Chapter 5 marks the beginning of a third section in the book dealing with the transnational aspects of Buraku liberation and the attempts to create a basis for international solidarity. The chapter specifically focuses on the attempt by the Buraku Liberation League to develop international partnerships with various overseas groups by fostering a sense of the corresponding nature of their experiences of discrimination. The chapter offers an analysis of “Discrimination Based on Work and Descent,” a now officially recognized category of discrimination which emerged as the result of the political collaborations of various international partner groups including the Buraku Liberation League, and examines the kinds of labour undertaken in this project to create a universally recognizable subject suffering a unique form of discrimination. The chapter further explores the interpretative problems such a project poses, and the ways in which such an undertaking is both connected to and generated by broader liberal concerns.

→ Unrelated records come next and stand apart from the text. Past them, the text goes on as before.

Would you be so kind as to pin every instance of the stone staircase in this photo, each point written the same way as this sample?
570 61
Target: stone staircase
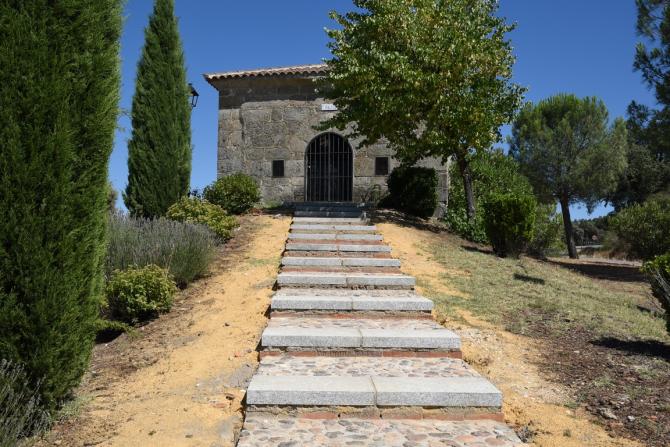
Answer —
351 355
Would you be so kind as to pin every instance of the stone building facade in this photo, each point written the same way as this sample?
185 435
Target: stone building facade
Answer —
266 129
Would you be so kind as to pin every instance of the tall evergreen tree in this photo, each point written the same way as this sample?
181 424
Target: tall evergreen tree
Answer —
159 151
59 87
648 170
570 154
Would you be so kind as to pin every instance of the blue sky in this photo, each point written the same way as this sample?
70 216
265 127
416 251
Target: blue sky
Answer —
584 47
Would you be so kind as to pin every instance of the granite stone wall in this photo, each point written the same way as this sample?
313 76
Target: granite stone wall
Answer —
262 119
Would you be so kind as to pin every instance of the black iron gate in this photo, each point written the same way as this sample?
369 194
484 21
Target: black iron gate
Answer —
329 169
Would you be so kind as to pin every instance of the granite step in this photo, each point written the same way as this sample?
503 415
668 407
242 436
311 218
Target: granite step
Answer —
264 430
332 227
330 220
341 279
335 236
316 261
371 381
357 334
337 246
370 301
307 213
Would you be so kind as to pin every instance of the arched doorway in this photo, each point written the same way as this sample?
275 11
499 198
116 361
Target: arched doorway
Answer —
329 169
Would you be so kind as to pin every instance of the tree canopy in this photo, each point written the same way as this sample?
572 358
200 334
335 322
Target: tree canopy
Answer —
432 78
159 151
569 152
648 170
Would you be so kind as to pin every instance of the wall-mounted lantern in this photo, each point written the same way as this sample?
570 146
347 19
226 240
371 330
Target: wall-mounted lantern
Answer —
194 96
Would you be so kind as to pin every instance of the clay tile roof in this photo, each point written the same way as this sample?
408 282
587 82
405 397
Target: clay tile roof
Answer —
314 69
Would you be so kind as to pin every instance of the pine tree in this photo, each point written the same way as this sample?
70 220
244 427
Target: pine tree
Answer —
59 87
159 152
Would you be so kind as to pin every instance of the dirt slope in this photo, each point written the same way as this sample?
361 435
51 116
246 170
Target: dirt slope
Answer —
181 380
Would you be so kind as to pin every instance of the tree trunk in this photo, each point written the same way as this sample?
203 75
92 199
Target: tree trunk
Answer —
464 168
567 224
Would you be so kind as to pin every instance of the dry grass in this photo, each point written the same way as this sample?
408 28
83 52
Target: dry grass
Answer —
519 293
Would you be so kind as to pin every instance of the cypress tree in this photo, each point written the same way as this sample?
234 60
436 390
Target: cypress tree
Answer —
59 86
159 151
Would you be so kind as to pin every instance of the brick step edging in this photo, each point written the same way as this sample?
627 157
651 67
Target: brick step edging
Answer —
381 412
455 354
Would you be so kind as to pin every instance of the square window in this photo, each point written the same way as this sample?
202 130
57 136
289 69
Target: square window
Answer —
277 168
381 166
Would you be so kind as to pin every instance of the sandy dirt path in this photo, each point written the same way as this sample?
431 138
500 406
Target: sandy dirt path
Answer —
180 382
506 359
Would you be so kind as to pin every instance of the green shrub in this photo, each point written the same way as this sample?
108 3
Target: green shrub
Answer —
457 220
644 228
509 219
658 272
20 410
492 172
185 249
547 231
235 193
198 211
140 293
413 190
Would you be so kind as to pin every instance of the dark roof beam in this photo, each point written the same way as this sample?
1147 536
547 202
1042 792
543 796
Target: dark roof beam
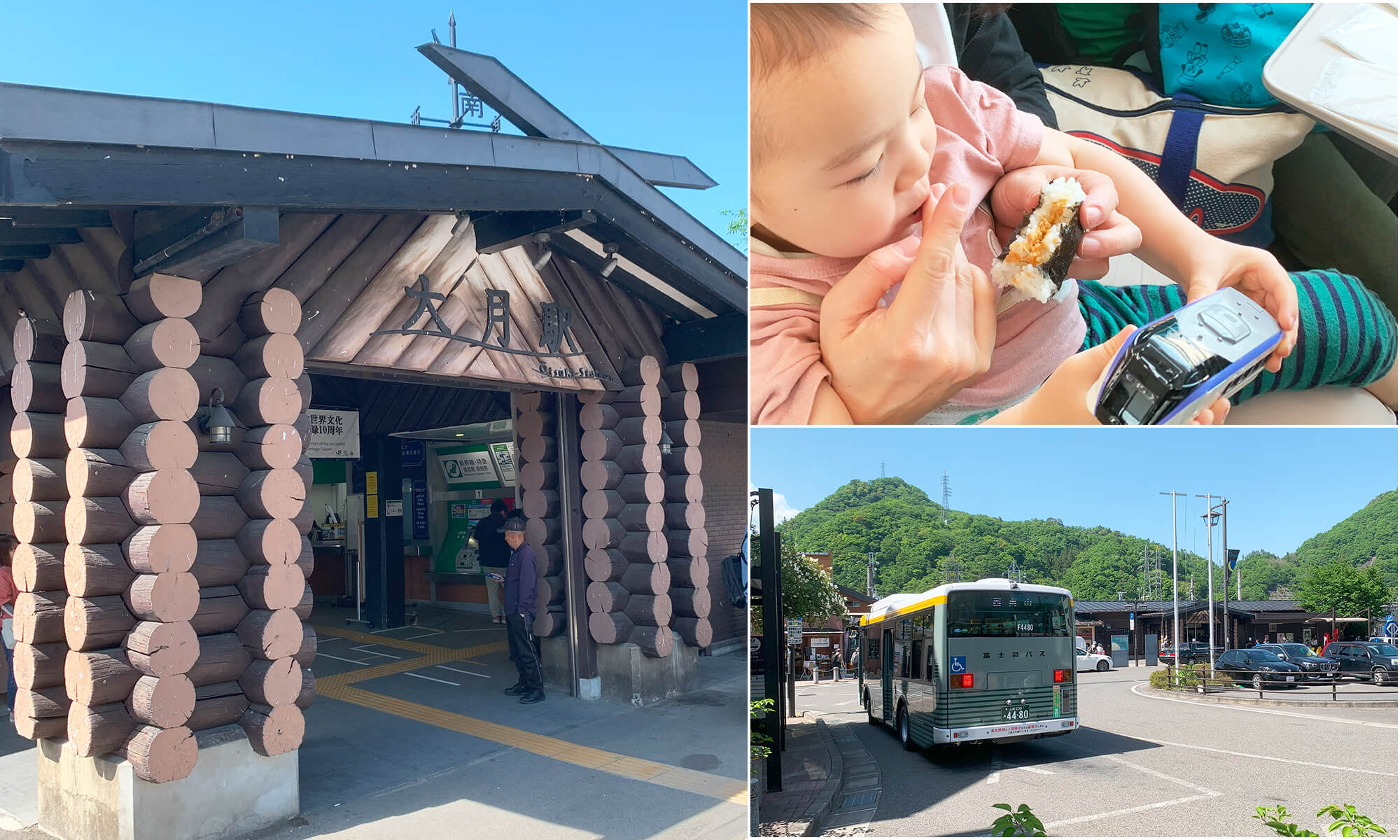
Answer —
534 115
650 268
708 340
208 241
24 251
55 236
634 286
55 218
500 232
120 176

Chapter 6 deals with a particular instance of what Hankins terms the “transnational solidarity project” (200) wherein a group with Buraku ties in Tokyo, through the English language tutelage and then interpreting efforts of the author, prepared for and embarked upon a journey to Tamil Nadu to strengthen ties with Dalit organizations experiencing what was projected by participants to be similar forms of discrimination. This chapter also looks to examine the kinds of labour undertaken to articulate a particular form of “wounded” subjecthood transnationally, the different forms such labour takes and the tensions they produce, as well as the work engaged in to forge solidarity between groups whose experiences of discrimination and movements towards liberation are at times jarringly different. The conclusion then seeks to tie the various sections of the book together by addressing important questions about why the labour of multiculturalism has gained traction and support from funding bodies in recent times and how it has worked to transform the Buraku subjects who engage in it.
Working Skin offers powerful insights into the nature of the contemporary Buraku liberation movement as well as addressing broader issues pertaining to constructing and managing difference in Japan. By asking original questions and then developing investigative methods and interpretative strategies that permit highly suggestive answers, the book sets a new gold standard for both studies of Burakumin and multiculturalism in Japan. The work’s exciting theoretical underpinnings and powerful conclusions suggest that it will also have a much broader appeal for scholars and students working further afield both in the disciplines of anthropology and history as well as in the various locations where they intersect.